What the Kentucky Derby doping scandal means for horse racing

illustration of a trophy with a bunch of steroid needles

Illustration: Eniola Odetunde/Axios

Medina Spirit, the 2021 Kentucky Derby winner, failed a drug test after the race, putting his victory — and horse racing's integrity — in jeopardy.

Why it matters: Medina Spirit is Hall of Fame trainer Bob Baffert's fifth horse known to have failed a drug test in just over a year.
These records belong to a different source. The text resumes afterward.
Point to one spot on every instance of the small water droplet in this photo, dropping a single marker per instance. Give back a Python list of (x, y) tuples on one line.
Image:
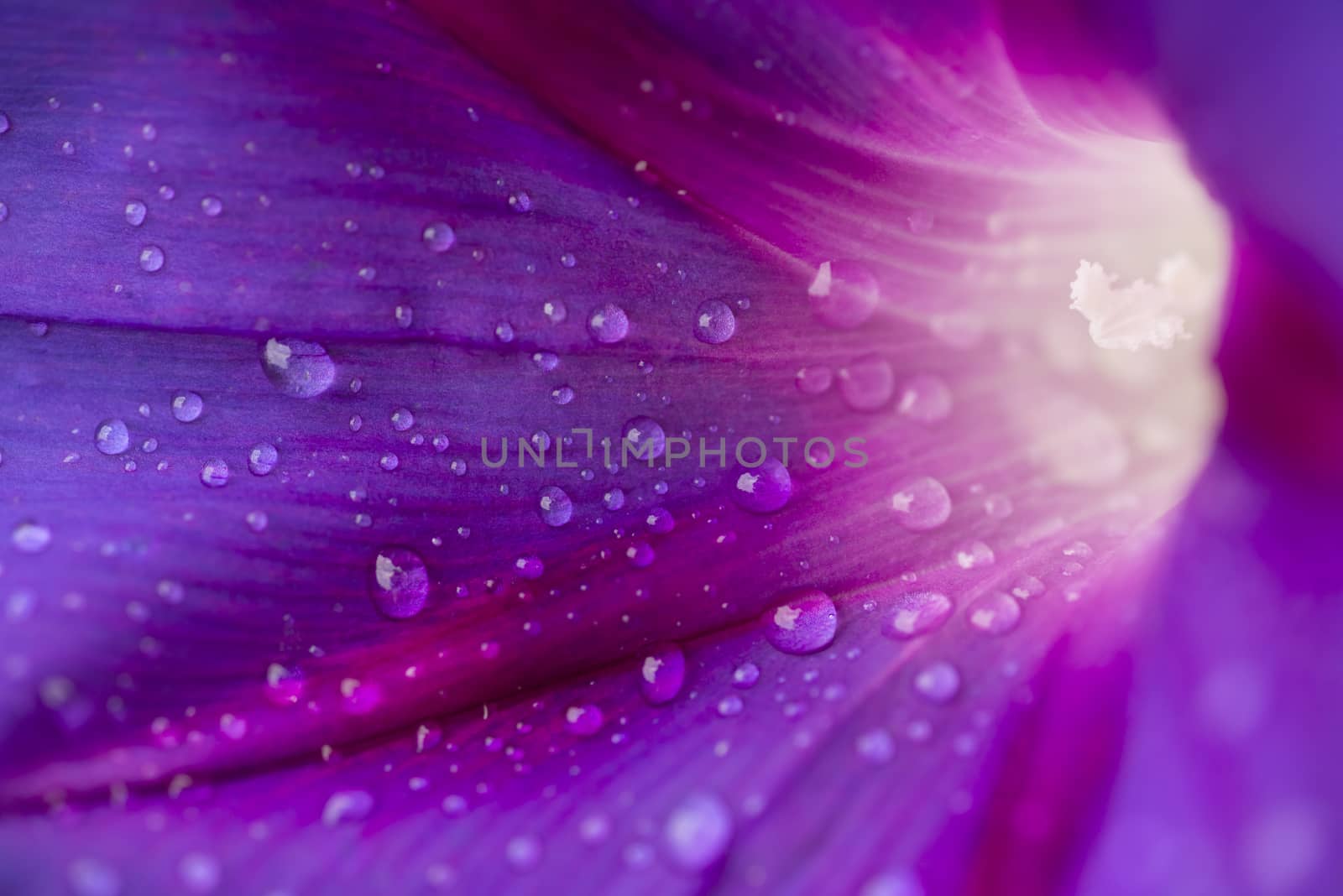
[(400, 582), (262, 459), (765, 488), (214, 472), (609, 324), (297, 367), (438, 237), (112, 436), (803, 623), (715, 322)]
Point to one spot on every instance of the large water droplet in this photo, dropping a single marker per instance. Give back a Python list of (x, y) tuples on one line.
[(648, 440), (555, 504), (214, 472), (844, 294), (803, 623), (187, 407), (297, 367), (866, 384), (400, 582), (917, 613), (262, 459), (151, 259), (661, 674), (922, 503), (609, 324), (698, 832), (765, 488), (938, 681), (112, 436), (715, 322)]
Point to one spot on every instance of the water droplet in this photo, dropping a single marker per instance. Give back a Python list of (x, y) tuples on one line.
[(994, 613), (400, 582), (938, 681), (765, 488), (922, 503), (926, 399), (151, 259), (646, 439), (662, 674), (583, 721), (438, 237), (698, 832), (917, 613), (814, 380), (803, 623), (214, 472), (608, 324), (866, 384), (297, 367), (347, 805), (187, 407), (844, 294), (745, 675), (30, 537), (262, 459), (715, 322), (112, 436), (557, 506)]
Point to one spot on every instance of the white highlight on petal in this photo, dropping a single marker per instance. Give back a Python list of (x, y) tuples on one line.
[(1142, 314)]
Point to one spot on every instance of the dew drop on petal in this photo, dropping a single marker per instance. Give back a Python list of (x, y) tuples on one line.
[(646, 439), (917, 613), (609, 324), (745, 675), (661, 674), (994, 613), (924, 399), (715, 322), (765, 488), (187, 407), (112, 436), (262, 459), (938, 681), (803, 623), (583, 721), (866, 384), (400, 582), (214, 472), (555, 504), (698, 832), (151, 259), (922, 503), (347, 805), (438, 237), (297, 367), (136, 212), (844, 294)]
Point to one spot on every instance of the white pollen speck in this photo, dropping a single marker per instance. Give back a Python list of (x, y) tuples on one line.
[(1142, 314)]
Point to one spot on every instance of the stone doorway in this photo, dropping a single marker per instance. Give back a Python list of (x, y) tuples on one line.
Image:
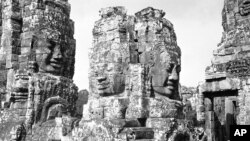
[(221, 112)]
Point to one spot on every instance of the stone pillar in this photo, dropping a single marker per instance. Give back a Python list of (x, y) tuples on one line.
[(209, 124), (10, 41)]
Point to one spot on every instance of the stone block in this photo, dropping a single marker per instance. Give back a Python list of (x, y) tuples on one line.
[(139, 133), (114, 112), (209, 115), (164, 108), (137, 112)]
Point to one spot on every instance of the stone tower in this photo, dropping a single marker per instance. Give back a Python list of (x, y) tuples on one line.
[(226, 90), (134, 79), (37, 66)]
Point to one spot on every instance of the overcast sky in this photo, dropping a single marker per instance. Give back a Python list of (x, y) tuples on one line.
[(197, 24)]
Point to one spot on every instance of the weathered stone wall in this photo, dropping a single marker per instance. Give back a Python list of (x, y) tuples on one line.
[(37, 66), (226, 89)]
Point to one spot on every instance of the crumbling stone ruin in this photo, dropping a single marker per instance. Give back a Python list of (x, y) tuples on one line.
[(133, 77), (37, 65), (225, 92)]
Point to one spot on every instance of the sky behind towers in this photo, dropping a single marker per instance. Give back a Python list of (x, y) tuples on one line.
[(197, 24)]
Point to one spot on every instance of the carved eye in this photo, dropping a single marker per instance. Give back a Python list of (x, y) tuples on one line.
[(178, 68), (170, 68)]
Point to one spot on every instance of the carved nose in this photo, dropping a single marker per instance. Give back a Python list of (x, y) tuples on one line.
[(57, 53), (174, 76), (101, 78)]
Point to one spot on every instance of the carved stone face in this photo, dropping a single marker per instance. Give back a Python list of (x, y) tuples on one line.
[(165, 74), (108, 79), (50, 56)]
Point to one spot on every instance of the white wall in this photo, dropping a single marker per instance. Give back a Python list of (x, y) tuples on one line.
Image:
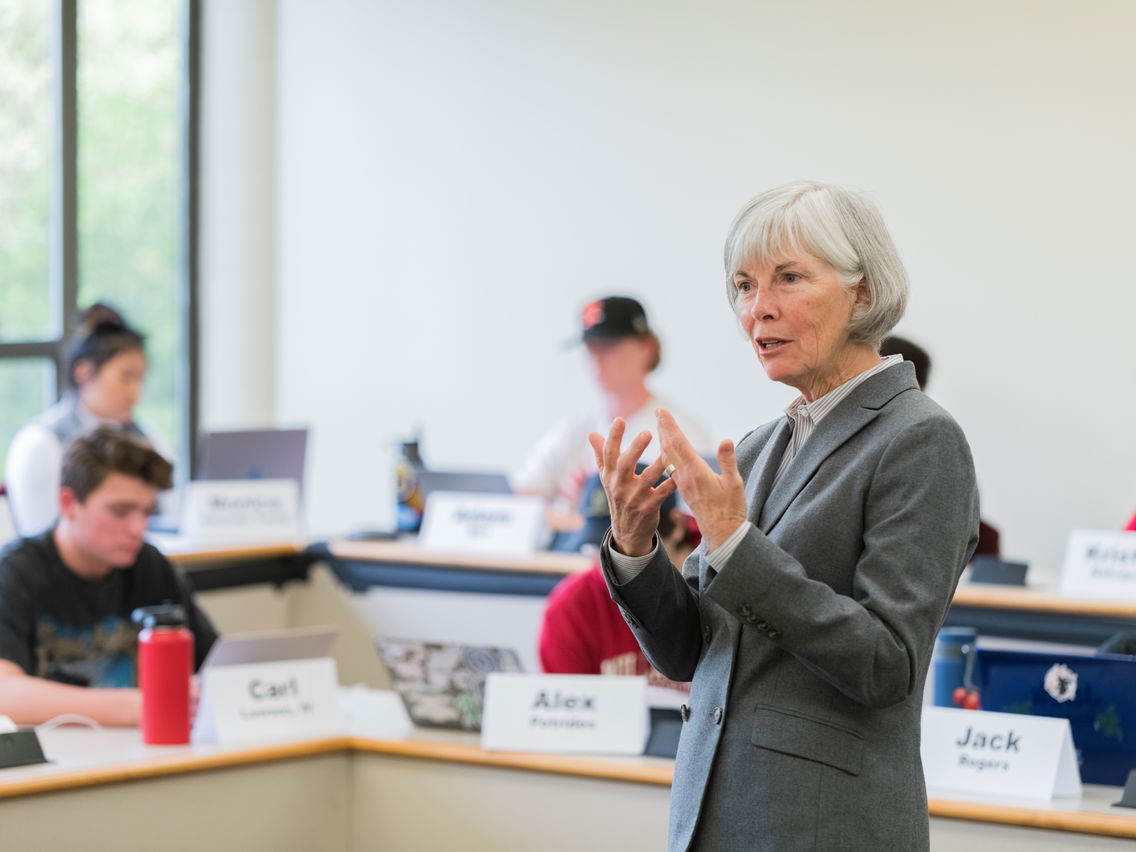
[(456, 178), (237, 231)]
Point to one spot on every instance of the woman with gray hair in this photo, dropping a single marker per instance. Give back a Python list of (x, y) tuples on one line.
[(833, 541)]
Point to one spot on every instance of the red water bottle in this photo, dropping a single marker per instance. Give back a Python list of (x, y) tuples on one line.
[(165, 667)]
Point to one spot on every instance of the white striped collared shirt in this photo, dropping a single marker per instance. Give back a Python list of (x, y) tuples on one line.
[(803, 418)]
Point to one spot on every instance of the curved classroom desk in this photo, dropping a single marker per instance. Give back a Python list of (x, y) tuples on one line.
[(441, 792), (994, 610), (237, 565)]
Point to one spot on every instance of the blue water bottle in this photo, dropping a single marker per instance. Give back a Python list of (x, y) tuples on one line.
[(953, 653)]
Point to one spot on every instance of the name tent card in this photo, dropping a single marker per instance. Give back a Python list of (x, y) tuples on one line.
[(1002, 753), (1100, 565), (508, 525), (267, 701), (239, 511), (565, 713)]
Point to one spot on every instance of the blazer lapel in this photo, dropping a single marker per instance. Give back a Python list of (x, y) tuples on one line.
[(842, 423), (761, 475)]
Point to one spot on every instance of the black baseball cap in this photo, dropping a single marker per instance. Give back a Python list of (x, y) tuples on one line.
[(612, 318)]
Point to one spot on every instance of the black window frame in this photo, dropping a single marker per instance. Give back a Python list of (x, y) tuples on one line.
[(63, 261)]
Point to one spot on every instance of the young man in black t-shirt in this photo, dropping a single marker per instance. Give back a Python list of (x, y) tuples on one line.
[(67, 644)]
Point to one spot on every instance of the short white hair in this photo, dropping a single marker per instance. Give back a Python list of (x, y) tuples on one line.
[(837, 225)]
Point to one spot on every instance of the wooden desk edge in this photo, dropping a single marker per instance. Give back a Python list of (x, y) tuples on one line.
[(990, 596), (659, 774), (654, 774), (174, 765), (236, 553), (401, 553), (1111, 825)]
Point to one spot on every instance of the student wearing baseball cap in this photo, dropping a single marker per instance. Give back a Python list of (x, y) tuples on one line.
[(621, 351)]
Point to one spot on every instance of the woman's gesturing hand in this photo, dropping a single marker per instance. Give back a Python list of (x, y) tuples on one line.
[(632, 498), (717, 500)]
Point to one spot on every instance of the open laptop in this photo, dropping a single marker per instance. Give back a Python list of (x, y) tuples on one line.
[(253, 454), (442, 685), (286, 643), (462, 481)]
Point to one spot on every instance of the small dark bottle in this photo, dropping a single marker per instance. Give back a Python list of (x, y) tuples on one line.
[(165, 668)]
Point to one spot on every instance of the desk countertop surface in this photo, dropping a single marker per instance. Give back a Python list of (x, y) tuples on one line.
[(85, 758)]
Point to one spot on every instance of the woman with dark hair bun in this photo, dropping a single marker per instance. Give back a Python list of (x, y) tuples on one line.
[(106, 367)]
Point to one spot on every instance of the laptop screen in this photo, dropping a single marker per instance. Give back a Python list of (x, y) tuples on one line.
[(253, 454)]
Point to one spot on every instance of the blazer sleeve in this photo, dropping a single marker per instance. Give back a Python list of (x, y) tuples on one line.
[(920, 526), (661, 607)]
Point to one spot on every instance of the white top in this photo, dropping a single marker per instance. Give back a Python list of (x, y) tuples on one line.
[(34, 464), (562, 460)]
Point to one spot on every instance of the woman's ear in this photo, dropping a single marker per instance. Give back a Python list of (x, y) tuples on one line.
[(83, 372)]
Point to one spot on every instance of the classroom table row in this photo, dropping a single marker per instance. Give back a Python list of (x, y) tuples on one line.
[(370, 790)]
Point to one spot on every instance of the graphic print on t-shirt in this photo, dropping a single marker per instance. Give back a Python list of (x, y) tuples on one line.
[(102, 656)]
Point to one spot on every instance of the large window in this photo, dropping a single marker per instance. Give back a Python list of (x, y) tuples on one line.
[(94, 110)]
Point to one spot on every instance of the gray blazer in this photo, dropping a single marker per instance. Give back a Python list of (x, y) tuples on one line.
[(810, 648)]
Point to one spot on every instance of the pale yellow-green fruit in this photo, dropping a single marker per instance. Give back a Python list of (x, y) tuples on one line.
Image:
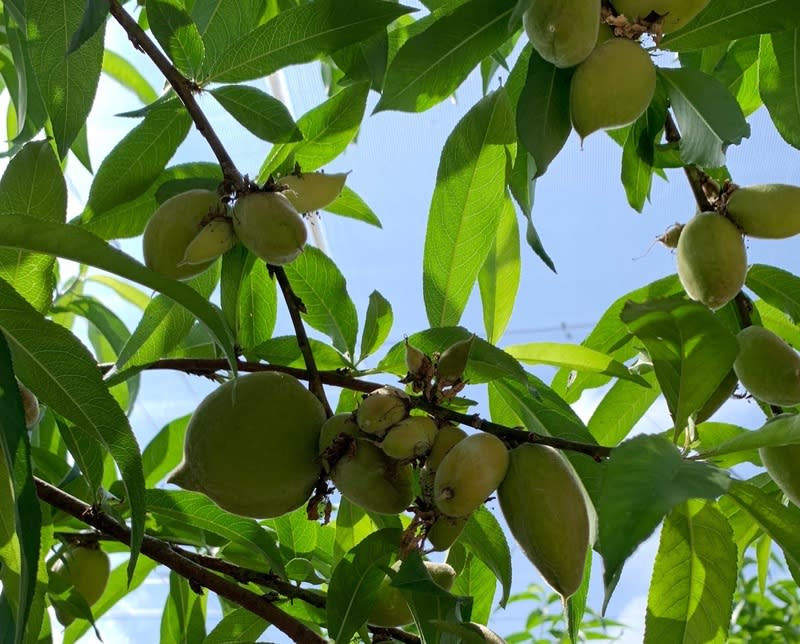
[(312, 191), (768, 211), (411, 438), (391, 608), (469, 473), (612, 87), (172, 228), (215, 239), (563, 32), (783, 464), (269, 225), (712, 260), (677, 13), (252, 445), (768, 367), (87, 570), (381, 409), (549, 513), (372, 480)]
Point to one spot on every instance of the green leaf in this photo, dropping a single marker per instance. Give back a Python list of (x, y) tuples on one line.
[(691, 350), (779, 82), (782, 524), (177, 34), (644, 479), (67, 81), (319, 284), (777, 287), (240, 625), (708, 117), (164, 323), (498, 278), (726, 20), (327, 130), (116, 67), (138, 159), (466, 206), (197, 510), (543, 123), (183, 617), (349, 204), (257, 307), (484, 537), (301, 34), (691, 593), (21, 524), (572, 356), (377, 324), (486, 362), (624, 405), (164, 452), (65, 377), (129, 218), (258, 112), (433, 63), (71, 242), (355, 580), (32, 184)]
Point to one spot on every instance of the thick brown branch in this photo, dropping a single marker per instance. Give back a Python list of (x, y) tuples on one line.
[(183, 87), (170, 556)]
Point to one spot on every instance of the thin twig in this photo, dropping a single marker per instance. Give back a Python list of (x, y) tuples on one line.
[(172, 557)]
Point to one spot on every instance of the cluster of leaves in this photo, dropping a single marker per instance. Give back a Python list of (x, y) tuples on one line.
[(733, 56)]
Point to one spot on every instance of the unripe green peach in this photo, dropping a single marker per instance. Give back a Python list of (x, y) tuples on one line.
[(87, 569), (391, 608), (381, 409), (677, 13), (469, 473), (768, 367), (783, 464), (768, 211), (372, 480), (564, 32), (712, 260), (612, 87), (269, 225), (252, 445), (453, 362), (172, 228), (549, 513), (312, 191), (411, 438)]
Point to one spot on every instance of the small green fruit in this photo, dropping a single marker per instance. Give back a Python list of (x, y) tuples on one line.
[(312, 191), (549, 513), (677, 13), (564, 32), (783, 464), (712, 260), (172, 228), (87, 570), (469, 473), (252, 445), (391, 609), (411, 438), (380, 410), (769, 211), (372, 480), (768, 367), (612, 87), (269, 225)]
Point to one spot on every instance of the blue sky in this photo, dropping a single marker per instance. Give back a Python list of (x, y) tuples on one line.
[(601, 247)]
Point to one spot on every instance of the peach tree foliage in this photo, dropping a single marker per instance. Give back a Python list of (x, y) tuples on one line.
[(82, 474)]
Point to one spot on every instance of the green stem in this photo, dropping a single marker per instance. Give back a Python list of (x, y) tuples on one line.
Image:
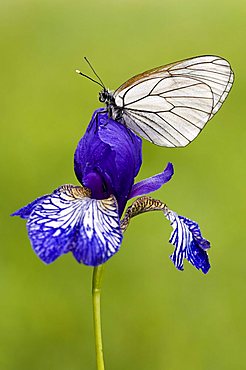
[(96, 295)]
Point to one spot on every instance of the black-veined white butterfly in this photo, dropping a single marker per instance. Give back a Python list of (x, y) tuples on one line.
[(171, 104)]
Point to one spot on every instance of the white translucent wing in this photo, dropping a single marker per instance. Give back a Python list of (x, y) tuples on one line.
[(68, 220), (170, 105)]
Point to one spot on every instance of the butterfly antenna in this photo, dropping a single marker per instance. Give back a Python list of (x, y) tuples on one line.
[(89, 78), (93, 70)]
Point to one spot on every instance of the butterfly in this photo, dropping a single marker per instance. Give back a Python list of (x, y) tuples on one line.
[(171, 104)]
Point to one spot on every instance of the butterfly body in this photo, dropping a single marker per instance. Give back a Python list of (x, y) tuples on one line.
[(107, 97), (170, 105)]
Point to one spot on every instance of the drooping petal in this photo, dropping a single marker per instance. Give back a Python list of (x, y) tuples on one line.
[(188, 242), (68, 220), (107, 158), (152, 183), (25, 212)]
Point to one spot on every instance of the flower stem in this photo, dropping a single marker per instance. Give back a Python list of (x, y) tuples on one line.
[(96, 296)]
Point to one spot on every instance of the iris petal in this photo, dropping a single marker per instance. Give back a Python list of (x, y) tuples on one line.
[(188, 241), (153, 183), (67, 220), (107, 158)]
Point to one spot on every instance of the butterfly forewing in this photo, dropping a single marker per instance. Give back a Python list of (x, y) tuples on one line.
[(171, 104)]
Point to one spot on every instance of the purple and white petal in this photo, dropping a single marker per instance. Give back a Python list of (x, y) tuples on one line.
[(153, 183), (99, 235), (188, 241), (67, 220), (25, 211)]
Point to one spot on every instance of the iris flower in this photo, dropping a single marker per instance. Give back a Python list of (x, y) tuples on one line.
[(87, 220)]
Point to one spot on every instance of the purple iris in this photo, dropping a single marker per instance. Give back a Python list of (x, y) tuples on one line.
[(85, 220)]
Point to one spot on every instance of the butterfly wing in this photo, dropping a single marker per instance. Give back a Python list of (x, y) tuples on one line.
[(170, 105)]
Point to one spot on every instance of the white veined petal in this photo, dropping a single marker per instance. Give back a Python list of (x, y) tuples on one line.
[(162, 105), (70, 221)]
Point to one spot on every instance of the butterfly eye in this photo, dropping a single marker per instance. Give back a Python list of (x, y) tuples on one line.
[(102, 97)]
Details: The drug found in the horse's system was betamethasone, a steroid used to reduce pain and swelling. These kind of drugs can mask injuries, often leading to injuries or death.

What they're saying: Churchill Downs on Sunday suspended Baffert, who insisted that Medina Spirit had not been treated with the drug.

  • "I don't feel embarrassed, I feel like I was wronged," said Baffert. "These are pretty serious accusations here, but we're going to get to the bottom of it and find out. We know we didn't do it.”
  • He said he plans to run Medina Spirit at Saturday's Preakness Stakes in Baltimore, the second leg of the Triple Crown.
  • Preakness officials said they'll make a decision about the horse's eligibility after reviewing the facts.
A photo of bob baffert raising his arms at a trophy presentation.
Bob Baffert after winning the 2021 Kentucky Derby. Photo: Andy Lyons/Getty Images

The state of play: Medina Spirit can't be disqualified until a second sample, collected at the same time as the first, confirms the result. Those results are expected soon, per NYT.

  • If the positive test is confirmed, Baffert can appeal. If he loses, the runner-up, Mandaloun, will be declared the winner.
  • Medina Spirit would then be stripped of his title and the $1.8 million winning purse, joining Dancer's Image (1968) as the only Derby winners to receive drug-related disqualifications.

The big picture: This news comes as horse racing, awash in doping scandals, prepares to implement the Horseracing Integrity and Safety Act.

  • The landmark legislation will establish an independent organization to regulate medication policy, which is currently handled differently by each state.
  • It's set to take effect next July, and would see the Federal Trade Commission write rules and the U.S. Anti-Doping Agency enforce penalties.

The last word, via SI's Pat Forde (subscription):

"Ultimately, this very much seems like the same sad song, different verse, when it comes to drug testing and sports. The denials are always vigorous. They are often fanciful. They are rarely compelling."
"Nobody hits 73 home runs in a season without assistance. Nobody wins five straight Tours de France. And in a sport like horse racing ... maybe it's simply too much to expect a guy to win a record seven Derbies between 1997–2021 without beating other cheaters at their own game."